You have the right to access your information and to ask us to correct any mistakes and delete and restrict the use of your information. You also have the right to object to us using your information, to ask us to transfer information you have provided, to withdraw permission you have given us to use your information and to ask us not to use automated decision-making which will affect you. For more information, see below.
 You have the following rights (certain exceptions apply).
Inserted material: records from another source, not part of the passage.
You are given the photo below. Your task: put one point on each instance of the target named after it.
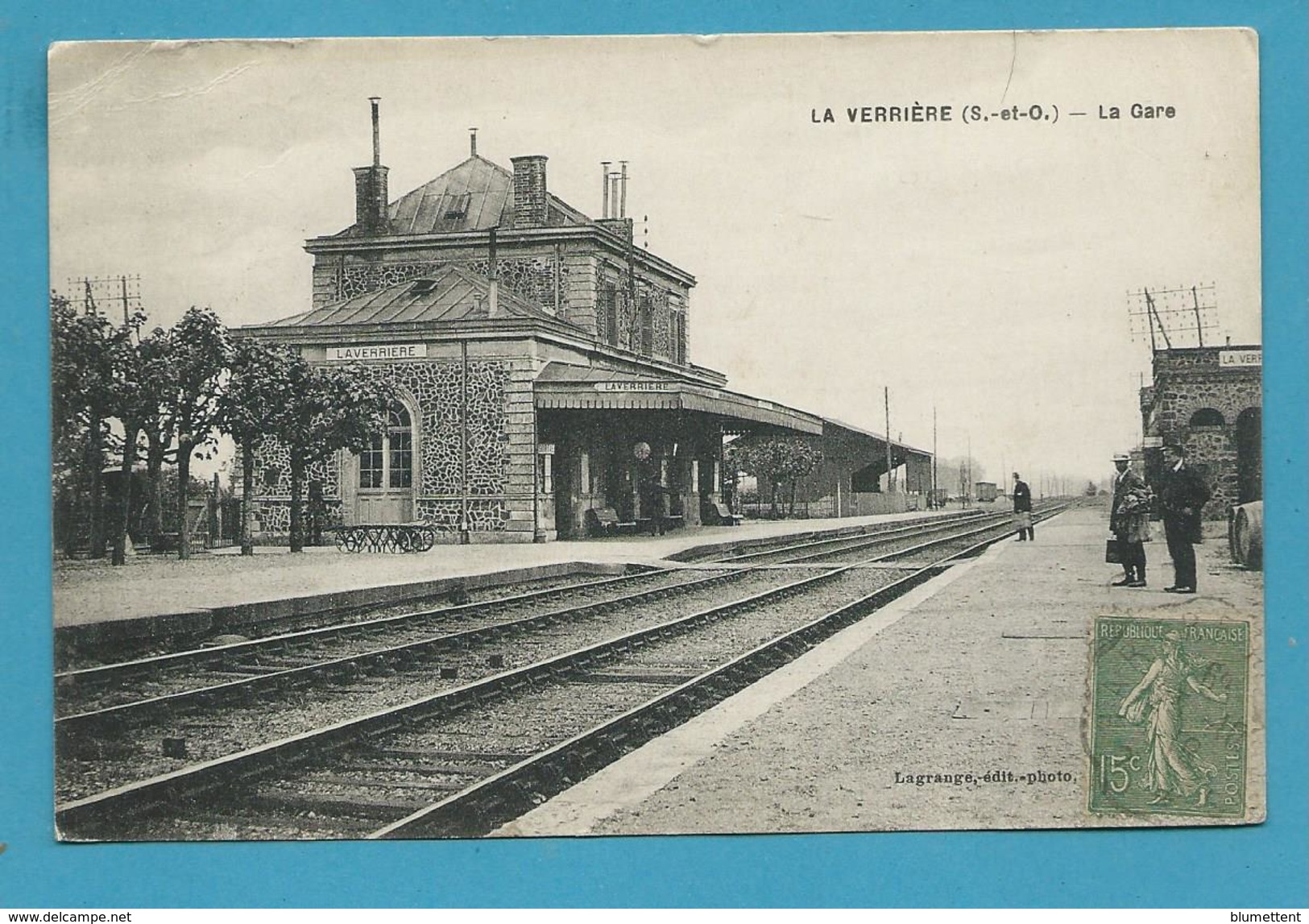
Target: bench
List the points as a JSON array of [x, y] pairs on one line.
[[722, 516], [603, 521]]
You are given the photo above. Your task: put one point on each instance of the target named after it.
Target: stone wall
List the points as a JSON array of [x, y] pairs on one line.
[[563, 279], [1187, 381], [494, 494]]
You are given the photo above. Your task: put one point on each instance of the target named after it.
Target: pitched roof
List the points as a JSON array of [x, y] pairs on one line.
[[446, 295], [475, 195]]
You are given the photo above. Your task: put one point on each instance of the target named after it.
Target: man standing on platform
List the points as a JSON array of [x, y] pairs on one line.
[[1181, 502], [1129, 521], [1022, 509]]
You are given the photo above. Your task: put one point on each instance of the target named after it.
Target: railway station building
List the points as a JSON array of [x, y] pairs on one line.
[[540, 364], [1208, 400]]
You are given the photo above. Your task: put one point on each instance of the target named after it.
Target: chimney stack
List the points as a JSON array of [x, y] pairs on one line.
[[530, 205], [371, 186]]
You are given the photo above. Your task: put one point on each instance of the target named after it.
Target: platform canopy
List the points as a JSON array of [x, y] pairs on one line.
[[588, 387], [864, 453]]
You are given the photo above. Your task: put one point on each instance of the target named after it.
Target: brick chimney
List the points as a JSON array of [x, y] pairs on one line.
[[529, 192], [371, 186]]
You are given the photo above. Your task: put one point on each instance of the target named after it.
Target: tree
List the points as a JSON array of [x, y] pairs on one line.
[[775, 460], [139, 379], [80, 377], [198, 362], [325, 410], [257, 393]]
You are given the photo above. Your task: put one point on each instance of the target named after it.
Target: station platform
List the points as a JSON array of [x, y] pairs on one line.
[[153, 596], [980, 669]]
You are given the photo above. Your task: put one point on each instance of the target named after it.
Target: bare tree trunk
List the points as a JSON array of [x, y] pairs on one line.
[[246, 490], [94, 465], [297, 477], [126, 505], [155, 471], [184, 490]]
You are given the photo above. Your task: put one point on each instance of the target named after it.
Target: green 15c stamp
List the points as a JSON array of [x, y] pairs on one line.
[[1168, 718]]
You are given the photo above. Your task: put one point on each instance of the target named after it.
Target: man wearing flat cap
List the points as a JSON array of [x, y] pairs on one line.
[[1183, 496], [1129, 521]]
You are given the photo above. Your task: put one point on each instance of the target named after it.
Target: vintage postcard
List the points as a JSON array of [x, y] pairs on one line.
[[875, 446]]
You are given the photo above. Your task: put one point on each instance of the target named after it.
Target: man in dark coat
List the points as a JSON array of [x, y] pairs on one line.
[[1022, 509], [1181, 502], [1129, 521]]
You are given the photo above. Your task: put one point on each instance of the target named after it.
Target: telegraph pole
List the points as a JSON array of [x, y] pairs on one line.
[[934, 503], [886, 400]]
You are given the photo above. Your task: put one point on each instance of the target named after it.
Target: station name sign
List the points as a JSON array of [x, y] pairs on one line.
[[636, 387], [1235, 358], [377, 351]]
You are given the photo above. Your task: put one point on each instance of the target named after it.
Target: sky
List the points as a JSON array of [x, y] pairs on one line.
[[980, 268]]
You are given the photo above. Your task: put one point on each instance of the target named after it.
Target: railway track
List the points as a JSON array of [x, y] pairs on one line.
[[433, 764]]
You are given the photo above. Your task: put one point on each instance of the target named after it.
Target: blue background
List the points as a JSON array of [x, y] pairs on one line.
[[1263, 865]]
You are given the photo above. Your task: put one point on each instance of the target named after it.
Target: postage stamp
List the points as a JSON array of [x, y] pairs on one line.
[[1169, 725]]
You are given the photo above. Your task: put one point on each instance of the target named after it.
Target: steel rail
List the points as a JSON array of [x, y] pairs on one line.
[[498, 798], [217, 653], [147, 796], [855, 540], [404, 653]]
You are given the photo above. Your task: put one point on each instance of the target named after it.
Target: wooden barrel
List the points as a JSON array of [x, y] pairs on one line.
[[1248, 536]]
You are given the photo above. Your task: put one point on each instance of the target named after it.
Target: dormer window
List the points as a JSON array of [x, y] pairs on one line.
[[458, 205]]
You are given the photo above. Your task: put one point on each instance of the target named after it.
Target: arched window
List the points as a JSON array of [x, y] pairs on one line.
[[1208, 416], [389, 460]]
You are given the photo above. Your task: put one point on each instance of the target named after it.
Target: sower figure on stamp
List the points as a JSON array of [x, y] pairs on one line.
[[1022, 509], [1129, 521], [1181, 502], [1172, 770]]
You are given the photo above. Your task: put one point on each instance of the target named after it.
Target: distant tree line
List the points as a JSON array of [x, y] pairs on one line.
[[122, 394]]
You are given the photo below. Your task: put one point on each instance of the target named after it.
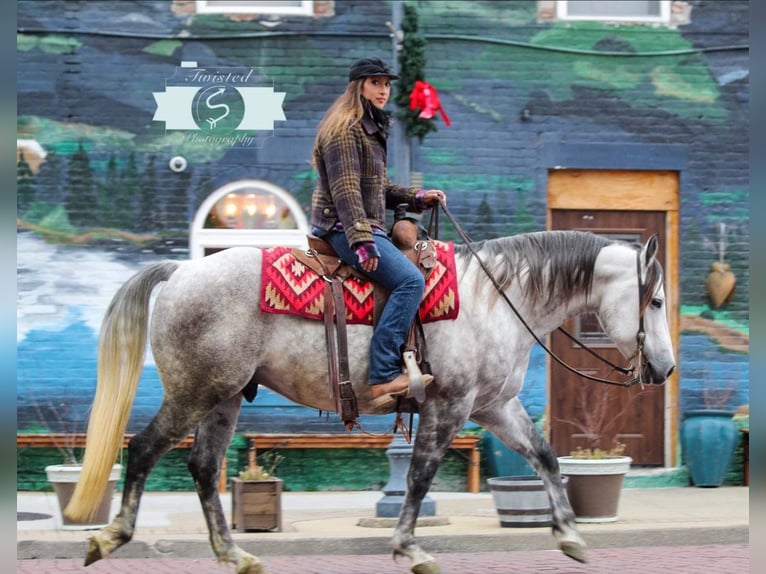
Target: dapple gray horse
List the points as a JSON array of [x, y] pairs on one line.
[[210, 341]]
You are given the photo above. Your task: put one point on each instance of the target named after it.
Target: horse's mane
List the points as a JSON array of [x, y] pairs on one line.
[[549, 265]]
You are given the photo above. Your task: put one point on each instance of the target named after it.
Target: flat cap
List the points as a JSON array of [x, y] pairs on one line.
[[367, 67]]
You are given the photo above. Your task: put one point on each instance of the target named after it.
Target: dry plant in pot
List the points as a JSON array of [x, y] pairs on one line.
[[596, 471], [256, 494]]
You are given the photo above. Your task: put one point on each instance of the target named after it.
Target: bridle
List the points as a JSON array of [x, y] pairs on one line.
[[636, 372]]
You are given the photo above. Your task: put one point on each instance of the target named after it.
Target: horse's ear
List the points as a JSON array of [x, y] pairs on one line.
[[650, 249]]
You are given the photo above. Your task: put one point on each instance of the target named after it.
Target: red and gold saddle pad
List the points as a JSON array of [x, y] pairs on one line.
[[289, 287]]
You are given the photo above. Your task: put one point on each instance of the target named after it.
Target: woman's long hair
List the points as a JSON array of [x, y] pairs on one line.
[[345, 111]]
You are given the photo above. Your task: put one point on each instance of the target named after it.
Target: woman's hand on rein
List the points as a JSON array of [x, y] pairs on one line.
[[433, 196]]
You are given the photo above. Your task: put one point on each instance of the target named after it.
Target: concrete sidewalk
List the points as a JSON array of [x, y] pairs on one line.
[[171, 524]]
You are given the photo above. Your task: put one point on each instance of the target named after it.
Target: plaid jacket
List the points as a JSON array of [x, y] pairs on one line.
[[352, 185]]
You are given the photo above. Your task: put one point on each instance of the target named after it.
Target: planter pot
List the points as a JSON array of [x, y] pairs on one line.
[[256, 504], [594, 486], [64, 478], [521, 501], [708, 442]]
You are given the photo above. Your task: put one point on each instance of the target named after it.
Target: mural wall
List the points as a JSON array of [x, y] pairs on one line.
[[97, 198]]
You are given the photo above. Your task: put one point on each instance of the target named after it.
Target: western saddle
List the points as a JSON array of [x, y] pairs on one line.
[[320, 257]]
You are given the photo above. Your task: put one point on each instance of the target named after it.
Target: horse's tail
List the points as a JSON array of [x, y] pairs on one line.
[[121, 351]]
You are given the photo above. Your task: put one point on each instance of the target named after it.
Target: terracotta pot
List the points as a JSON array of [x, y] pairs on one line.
[[256, 504], [720, 283], [64, 478], [594, 486], [521, 501]]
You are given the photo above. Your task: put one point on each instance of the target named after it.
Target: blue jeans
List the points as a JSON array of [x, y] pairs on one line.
[[406, 284]]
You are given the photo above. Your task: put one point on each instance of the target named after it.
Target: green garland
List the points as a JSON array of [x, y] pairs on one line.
[[412, 62]]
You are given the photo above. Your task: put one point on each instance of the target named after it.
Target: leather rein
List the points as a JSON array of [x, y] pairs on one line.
[[640, 335]]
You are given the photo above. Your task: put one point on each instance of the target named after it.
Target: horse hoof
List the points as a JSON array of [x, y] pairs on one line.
[[250, 567], [94, 552], [574, 550], [429, 567]]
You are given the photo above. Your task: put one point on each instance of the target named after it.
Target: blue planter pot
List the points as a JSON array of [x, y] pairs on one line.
[[708, 441]]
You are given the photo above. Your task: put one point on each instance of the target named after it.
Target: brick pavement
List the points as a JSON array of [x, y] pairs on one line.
[[721, 559]]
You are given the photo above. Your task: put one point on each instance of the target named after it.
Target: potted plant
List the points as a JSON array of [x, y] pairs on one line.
[[517, 491], [256, 495], [596, 472], [64, 476], [709, 438]]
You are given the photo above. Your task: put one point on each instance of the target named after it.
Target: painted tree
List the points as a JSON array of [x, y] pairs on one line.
[[50, 178], [124, 200], [107, 191], [25, 185], [81, 202], [147, 198]]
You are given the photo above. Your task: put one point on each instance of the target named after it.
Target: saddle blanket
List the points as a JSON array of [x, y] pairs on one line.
[[289, 287]]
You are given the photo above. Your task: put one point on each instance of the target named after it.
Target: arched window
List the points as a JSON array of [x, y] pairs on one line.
[[247, 212]]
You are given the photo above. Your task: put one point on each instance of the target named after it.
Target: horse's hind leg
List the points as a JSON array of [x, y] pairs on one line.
[[439, 423], [512, 425], [213, 437], [144, 451]]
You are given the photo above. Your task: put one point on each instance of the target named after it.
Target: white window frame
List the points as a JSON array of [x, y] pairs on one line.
[[202, 238], [212, 7], [562, 13]]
  • Right of access: you have the right to make a request for details of your personal information and a copy of that personal information
  • Right to rectification: you have the right to have inaccurate information about you corrected or removed
  • Right to erasure (‘right to be forgotten’): you have the right to have certain personal information about you deleted from our records
  • Right to restriction of processing: you have the right to ask us to use your personal information for restricted purposes only
  • Right to object: you have the right to object to us processing (including profiling) your personal information in cases where our processing is based on a task carried out in the public interest or where we have let you know it is necessary to process your information for our or a third party’s legitimate interests. You can object to us using your information for direct marketing and profiling purposes in relation to direct marketing.
  • Right to data portability: you have the right to ask us to transfer the personal information you have given us to you or to someone else in a format that can be read by computer.
  • Right to withdraw consent: you have the right to withdraw any permission you have given us to handle your personal information. If you withdraw your permission, this will not affect the lawfulness of how we used your personal information before you withdrew permission, and we will let you know if we will no longer be able to provide you with your chosen product or service.
  • Right in relation to automated decisions: you have the right not to have a decision which produces legal effects which concern you or which have a significant effect on you based only on automated processing, unless this is necessary for entering into a contract with you, it is authorised by law or you have given your permission for this. We will let you know if we make automated decisions, our legal reasons for doing this and the rights you have.
Please note: Other than your right to object to us using your information for direct marketing (and profiling for the purposes of direct marketing), your rights are not absolute. This means they do not always apply in all cases, and we will let you know in our correspondence with you how we will be able to meet your request relating to your rights.
 If you make a request, we will ask you to confirm your identity if we need to, and to provide information that helps us to understand your request better. We have 21 days to respond to requests relating to automated decisions. For all other requests we have one month from receiving your request to tell you what action we have taken. 
If we do not meet your request, we will explain why. In order to exercise your rights, please contact us at compliance@crossborderhp.com

Data protection contacts

If you have any questions, comments, complaints or suggestions relating to this notice, or any other concerns about the way in which we process information about you, please contact our Privacy Team at compliance@crossborderhp.com. You can also use this address to contact our Data Protection Officer.
 You also have a right to make a complaint to your local privacy supervisory authority. Our main establishment is in the UK, where the local supervisory authority is the Information Commissioner:
 
Information Commissioner’s Office
Wycliffe House
Water Lane
Wilmslow
Cheshire, United Kingdom
SK9 5AF
 
 You can also make a complaint with another supervisory authority which is based in the country or territory where:
  • you live;
  • you work; or the matter you are complaining about took place.